The Institute for Supply Management said its index of national factory activity eased to 50.9 from 52.3 in February.
The median forecast of economists polled by Reuters was for slightly less of a slip, to 51.1. A reading above 50 indicates growth in the sector.
U.S. stocks slipped into negative territory after the weaker-than-expected data, while bond prices rose slightly.
"I have to characterize this as a very soft report as a whole, said Richard DeKaser, chief economist at National City Corp. in Cleveland, adding "the verdict here is not very good, but we still have modest expansion."
The prices paid index, which measures inflationary pressures in the manufacturing sector, climbed to 65.5 in March, its highest since August, from 59.0 in February.
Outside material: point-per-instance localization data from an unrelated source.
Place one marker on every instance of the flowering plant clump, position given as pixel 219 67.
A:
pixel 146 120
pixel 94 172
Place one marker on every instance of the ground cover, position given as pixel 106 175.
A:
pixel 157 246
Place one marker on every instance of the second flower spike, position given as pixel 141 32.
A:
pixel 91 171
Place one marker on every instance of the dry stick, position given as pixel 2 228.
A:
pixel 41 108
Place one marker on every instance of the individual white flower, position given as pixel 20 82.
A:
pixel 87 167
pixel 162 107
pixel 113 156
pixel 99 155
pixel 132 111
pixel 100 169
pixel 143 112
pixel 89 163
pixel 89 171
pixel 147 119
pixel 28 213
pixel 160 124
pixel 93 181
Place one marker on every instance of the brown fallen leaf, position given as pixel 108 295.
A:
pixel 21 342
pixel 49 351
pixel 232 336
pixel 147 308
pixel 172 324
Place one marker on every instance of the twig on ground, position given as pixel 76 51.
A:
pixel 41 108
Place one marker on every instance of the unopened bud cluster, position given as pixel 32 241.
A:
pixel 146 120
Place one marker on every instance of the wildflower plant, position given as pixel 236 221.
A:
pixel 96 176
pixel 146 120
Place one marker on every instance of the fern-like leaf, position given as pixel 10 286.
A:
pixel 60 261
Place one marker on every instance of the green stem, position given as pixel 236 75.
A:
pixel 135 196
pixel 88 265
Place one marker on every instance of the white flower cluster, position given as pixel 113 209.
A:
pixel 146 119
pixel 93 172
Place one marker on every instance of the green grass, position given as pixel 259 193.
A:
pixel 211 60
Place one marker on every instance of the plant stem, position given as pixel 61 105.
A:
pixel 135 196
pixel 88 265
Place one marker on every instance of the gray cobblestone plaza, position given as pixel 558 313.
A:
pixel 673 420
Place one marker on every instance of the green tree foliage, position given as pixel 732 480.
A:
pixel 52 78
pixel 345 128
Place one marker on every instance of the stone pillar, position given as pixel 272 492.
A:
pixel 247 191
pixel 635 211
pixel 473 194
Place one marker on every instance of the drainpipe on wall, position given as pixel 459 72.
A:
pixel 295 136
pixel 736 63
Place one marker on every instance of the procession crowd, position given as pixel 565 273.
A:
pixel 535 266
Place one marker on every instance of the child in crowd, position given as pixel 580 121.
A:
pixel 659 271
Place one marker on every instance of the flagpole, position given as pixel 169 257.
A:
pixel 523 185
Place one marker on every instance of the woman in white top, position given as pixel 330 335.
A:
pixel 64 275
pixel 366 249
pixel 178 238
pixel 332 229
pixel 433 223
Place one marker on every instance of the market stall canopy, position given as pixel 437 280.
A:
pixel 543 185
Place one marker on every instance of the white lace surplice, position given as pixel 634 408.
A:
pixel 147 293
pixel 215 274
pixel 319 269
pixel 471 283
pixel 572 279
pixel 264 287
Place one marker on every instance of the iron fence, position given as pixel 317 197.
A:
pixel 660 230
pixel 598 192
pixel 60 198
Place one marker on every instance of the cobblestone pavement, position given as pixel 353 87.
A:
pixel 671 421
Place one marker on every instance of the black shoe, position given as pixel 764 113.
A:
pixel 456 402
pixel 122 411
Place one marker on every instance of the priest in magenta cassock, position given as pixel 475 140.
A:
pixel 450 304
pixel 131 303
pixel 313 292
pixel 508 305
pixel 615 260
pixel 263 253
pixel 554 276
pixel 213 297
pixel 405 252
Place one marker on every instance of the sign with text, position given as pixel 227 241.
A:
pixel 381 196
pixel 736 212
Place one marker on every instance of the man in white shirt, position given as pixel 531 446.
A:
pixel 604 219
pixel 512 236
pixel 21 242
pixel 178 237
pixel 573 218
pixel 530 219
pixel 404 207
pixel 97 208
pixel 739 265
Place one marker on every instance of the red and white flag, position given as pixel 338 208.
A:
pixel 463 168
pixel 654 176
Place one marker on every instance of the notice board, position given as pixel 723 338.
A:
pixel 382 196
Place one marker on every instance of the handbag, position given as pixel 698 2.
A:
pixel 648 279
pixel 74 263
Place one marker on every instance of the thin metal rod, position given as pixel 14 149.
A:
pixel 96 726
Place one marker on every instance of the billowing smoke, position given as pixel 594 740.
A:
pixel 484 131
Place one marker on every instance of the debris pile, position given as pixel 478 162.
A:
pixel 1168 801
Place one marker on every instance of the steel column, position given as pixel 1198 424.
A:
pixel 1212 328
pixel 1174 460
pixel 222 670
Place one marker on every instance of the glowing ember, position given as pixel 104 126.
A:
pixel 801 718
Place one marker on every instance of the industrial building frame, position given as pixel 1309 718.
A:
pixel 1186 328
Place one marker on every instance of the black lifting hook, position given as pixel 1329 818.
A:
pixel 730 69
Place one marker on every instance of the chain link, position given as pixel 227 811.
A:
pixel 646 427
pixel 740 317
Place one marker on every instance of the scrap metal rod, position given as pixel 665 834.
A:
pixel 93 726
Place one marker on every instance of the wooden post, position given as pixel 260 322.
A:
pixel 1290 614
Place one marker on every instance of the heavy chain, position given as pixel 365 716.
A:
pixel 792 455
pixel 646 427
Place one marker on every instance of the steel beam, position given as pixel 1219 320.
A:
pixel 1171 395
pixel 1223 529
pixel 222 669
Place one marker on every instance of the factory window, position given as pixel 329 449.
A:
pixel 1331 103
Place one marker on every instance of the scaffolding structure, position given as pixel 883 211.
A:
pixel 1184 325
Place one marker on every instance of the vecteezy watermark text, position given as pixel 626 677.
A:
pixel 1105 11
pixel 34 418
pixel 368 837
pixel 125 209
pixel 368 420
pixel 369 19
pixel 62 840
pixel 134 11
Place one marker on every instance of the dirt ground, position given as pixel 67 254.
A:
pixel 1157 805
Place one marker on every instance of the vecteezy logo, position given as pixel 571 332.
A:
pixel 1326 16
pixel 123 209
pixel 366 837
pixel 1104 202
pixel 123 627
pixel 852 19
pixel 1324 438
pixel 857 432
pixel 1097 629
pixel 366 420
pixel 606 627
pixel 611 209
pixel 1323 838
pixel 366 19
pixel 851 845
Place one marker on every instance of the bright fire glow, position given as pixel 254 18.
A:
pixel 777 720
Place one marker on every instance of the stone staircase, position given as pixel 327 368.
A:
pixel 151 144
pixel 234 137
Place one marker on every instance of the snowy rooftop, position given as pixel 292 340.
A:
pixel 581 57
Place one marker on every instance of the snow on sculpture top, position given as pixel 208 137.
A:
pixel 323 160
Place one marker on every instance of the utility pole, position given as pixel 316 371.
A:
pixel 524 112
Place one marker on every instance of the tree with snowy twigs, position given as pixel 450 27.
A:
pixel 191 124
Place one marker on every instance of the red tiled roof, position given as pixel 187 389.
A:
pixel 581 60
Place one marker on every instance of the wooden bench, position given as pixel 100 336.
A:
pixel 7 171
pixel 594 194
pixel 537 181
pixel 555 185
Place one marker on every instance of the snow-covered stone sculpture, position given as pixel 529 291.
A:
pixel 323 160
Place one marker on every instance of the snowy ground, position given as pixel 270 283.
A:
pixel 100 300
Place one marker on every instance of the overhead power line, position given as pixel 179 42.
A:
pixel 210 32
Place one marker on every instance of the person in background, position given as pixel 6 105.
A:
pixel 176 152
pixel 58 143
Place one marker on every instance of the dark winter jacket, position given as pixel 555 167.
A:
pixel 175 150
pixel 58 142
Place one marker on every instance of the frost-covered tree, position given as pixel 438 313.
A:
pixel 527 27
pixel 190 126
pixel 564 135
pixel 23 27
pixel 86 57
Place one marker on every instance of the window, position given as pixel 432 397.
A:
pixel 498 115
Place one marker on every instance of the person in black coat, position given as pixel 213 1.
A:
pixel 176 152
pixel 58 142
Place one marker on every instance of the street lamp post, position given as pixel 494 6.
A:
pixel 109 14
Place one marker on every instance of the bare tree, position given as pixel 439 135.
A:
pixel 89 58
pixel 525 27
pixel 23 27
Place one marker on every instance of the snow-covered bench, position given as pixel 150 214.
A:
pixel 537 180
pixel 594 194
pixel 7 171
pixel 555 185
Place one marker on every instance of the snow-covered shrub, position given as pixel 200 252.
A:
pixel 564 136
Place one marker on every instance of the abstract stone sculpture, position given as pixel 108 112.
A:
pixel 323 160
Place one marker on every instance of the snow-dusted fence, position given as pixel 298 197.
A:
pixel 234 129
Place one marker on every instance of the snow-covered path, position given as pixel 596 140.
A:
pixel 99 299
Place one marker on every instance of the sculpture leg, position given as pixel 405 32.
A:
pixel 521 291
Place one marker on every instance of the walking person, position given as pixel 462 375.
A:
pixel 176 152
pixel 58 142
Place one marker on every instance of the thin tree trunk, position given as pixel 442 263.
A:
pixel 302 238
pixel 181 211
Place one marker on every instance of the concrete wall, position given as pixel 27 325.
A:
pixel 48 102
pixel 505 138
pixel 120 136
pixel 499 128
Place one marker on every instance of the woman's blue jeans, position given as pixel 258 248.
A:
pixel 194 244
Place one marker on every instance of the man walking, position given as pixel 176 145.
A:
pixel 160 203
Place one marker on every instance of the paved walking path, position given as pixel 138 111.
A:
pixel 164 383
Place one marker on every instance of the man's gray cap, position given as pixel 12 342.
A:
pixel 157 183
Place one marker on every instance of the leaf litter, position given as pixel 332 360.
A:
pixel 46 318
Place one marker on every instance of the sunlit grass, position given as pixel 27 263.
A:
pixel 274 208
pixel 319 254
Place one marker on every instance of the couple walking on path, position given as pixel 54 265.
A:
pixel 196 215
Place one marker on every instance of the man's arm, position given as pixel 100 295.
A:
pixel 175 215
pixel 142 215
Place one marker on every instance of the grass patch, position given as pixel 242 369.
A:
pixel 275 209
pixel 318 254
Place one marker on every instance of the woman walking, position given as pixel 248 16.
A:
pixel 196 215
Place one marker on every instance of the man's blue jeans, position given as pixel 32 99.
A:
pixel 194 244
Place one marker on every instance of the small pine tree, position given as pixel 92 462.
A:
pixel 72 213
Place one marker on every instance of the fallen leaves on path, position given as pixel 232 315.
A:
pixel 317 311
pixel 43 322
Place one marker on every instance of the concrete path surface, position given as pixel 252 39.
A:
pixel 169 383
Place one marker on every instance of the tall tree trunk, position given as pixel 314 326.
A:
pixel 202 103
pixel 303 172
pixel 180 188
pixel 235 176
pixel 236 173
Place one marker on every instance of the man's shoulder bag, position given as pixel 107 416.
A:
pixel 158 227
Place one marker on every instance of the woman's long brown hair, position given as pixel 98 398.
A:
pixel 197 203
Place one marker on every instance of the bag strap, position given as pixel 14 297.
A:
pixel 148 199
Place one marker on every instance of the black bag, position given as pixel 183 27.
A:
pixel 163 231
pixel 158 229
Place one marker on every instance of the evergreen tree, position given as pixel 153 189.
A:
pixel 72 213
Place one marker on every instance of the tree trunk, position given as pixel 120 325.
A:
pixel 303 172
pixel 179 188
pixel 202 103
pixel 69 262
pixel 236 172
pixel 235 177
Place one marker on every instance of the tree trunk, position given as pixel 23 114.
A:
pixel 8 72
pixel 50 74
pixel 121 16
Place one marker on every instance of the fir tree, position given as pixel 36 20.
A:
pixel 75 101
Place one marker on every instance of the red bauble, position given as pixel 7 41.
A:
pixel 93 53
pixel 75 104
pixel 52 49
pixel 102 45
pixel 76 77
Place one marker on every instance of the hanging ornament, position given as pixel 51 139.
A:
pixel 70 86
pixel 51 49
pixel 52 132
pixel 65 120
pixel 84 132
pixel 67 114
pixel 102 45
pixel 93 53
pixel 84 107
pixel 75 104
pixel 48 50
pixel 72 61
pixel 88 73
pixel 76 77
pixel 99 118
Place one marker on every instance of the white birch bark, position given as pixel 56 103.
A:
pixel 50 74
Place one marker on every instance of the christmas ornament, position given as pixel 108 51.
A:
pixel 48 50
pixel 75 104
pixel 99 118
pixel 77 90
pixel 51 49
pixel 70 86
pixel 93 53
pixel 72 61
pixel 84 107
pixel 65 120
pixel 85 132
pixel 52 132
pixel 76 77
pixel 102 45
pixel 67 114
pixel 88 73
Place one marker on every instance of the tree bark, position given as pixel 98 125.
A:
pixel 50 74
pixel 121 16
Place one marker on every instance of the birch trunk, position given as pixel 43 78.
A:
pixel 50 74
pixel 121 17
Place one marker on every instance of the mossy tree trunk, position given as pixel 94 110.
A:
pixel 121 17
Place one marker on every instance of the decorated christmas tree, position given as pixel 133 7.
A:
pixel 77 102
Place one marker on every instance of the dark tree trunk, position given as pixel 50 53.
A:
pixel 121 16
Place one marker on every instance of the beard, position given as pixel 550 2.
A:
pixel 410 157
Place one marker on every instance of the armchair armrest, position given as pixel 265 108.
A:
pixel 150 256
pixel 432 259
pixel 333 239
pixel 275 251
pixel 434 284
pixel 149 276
New orders, a gauge of future growth, eased to 51.6 from 54.9, while the employment index fell to 48.7 from 51.1.
The dip below 50 in the employment component had some investors questioning whether Friday's reading on U.S. March non-farm payrolls will be all that strong.
"The employment (gauge) is not favorable for the payroll report later this week," DeKaser said.
Analysts think about 120,000 jobs were created last month, up from 97,000 in February.